Although the legal agenda for Monday’s pretrial hearing is significant, emotional overtones may take center stage.
The subject of this session is District Attorney Tom Sneddon, the man who also tried to bring charges against Jackson in 1993 in a confrontation so bitter that Jackson wrote an angry song that only slightly disguised Sneddon’s name.
On Monday, Mesereau gets to question Sneddon about his actions in the weeks before the current charges against Jackson were filed.
The defense is seeking to show that Sneddon invaded the sanctity of the attorney-client privilege between Jackson and his former attorney.

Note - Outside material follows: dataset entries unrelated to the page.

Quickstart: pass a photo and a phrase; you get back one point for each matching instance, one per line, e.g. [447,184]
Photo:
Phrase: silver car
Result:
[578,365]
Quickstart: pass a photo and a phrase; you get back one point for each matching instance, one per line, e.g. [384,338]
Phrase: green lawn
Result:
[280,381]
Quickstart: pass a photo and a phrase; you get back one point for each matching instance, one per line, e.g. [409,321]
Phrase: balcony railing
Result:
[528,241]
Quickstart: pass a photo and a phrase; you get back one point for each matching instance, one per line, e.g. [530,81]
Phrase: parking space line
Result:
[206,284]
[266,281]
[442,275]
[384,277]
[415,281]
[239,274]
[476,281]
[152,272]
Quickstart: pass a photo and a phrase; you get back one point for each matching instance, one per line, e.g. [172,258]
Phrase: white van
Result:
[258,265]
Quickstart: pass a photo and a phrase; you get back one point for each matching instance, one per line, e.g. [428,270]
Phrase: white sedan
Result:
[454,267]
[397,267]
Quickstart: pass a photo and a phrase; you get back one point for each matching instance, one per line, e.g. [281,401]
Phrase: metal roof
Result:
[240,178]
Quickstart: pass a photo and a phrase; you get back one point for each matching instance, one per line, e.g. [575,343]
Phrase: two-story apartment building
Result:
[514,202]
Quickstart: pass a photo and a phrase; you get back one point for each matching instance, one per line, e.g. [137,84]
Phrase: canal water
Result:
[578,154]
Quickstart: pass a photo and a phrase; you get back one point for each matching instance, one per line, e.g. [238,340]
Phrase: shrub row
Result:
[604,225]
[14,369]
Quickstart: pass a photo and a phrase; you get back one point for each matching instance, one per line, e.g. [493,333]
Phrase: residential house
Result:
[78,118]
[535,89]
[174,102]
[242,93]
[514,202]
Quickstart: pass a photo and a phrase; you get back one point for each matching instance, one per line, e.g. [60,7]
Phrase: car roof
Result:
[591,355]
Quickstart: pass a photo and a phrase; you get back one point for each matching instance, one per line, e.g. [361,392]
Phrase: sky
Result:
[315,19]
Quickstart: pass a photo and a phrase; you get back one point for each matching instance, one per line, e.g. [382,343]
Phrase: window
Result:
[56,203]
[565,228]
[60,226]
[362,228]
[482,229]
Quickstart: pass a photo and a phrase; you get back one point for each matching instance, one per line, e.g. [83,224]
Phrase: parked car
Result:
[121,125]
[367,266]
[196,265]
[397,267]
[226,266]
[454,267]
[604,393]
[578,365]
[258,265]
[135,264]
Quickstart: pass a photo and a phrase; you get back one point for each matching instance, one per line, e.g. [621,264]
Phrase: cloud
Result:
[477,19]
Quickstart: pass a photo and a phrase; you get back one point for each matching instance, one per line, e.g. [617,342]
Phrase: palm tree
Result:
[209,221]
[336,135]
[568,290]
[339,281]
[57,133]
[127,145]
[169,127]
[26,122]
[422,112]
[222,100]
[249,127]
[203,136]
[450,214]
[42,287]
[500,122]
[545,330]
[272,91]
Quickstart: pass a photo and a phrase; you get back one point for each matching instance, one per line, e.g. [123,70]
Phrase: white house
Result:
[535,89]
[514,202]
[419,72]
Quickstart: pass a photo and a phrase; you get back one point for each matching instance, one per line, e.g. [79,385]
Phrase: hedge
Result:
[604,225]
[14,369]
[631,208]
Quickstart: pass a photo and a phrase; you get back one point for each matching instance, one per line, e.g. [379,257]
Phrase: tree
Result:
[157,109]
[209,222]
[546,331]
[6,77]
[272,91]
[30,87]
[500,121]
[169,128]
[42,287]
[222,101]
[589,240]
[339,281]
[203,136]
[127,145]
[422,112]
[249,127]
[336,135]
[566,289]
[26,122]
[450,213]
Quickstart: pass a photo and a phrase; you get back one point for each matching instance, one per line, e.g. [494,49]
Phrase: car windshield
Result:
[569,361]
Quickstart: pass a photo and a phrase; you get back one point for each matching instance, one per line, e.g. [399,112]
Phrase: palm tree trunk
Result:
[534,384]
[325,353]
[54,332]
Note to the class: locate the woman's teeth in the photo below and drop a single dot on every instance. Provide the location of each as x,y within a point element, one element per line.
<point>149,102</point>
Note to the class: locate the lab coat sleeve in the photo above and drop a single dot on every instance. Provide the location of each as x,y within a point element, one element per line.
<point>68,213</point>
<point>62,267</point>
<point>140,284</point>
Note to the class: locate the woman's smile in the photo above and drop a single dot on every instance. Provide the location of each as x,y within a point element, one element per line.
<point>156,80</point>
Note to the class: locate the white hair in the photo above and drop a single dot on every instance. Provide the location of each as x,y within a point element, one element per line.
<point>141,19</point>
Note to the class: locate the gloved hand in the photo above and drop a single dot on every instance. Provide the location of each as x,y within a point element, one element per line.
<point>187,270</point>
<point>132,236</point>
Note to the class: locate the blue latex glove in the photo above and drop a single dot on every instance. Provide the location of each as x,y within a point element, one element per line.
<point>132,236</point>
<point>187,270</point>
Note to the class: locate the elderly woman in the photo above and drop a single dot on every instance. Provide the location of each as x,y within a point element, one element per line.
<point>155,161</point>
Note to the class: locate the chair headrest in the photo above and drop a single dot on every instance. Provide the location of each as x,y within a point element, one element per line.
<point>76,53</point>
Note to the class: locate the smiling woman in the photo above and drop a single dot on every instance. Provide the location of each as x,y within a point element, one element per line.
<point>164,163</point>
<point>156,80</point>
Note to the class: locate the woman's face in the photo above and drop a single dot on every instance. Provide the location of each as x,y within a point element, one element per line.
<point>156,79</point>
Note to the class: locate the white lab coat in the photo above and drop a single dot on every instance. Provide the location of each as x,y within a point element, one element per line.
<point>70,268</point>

Jackson has not been required to attend pretrial hearings, but he decided he wanted to be present for this confrontation.
In the audience will be his parents, Joseph and Katherine, and siblings Janet, LaToya, Jermaine and Jackie.
“It’s a face-off between Jackson and Sneddon,” said Laurie Levenson, a Loyola University law professor and former federal prosecutor. “And emotionally, it’s a big moment in the case. This is high drama.”
The hearing is also important legally, she said, because prosecutors stand to lose their key evidence if it is found that they obtained it illegally.
“This is the basis of the conspiracy count,” she said.
In addition, she said, a finding that the prosecution intentionally interfered with the attorney-client relationship could prompt a motion to dismiss the charge entirely.
Jackson, 45, is charged with committing a lewd act upon a child, administering an intoxicating agent and conspiring to commit child abduction, false imprisonment and extortion. He has pleaded not guilty and is free on $3 million bail.
Sneddon was subpoenaed by Jackson’s attorneys to testify about surveillance he personally conducted at the office of a private investigator working for Jackson’s former attorney, Mark Geragos.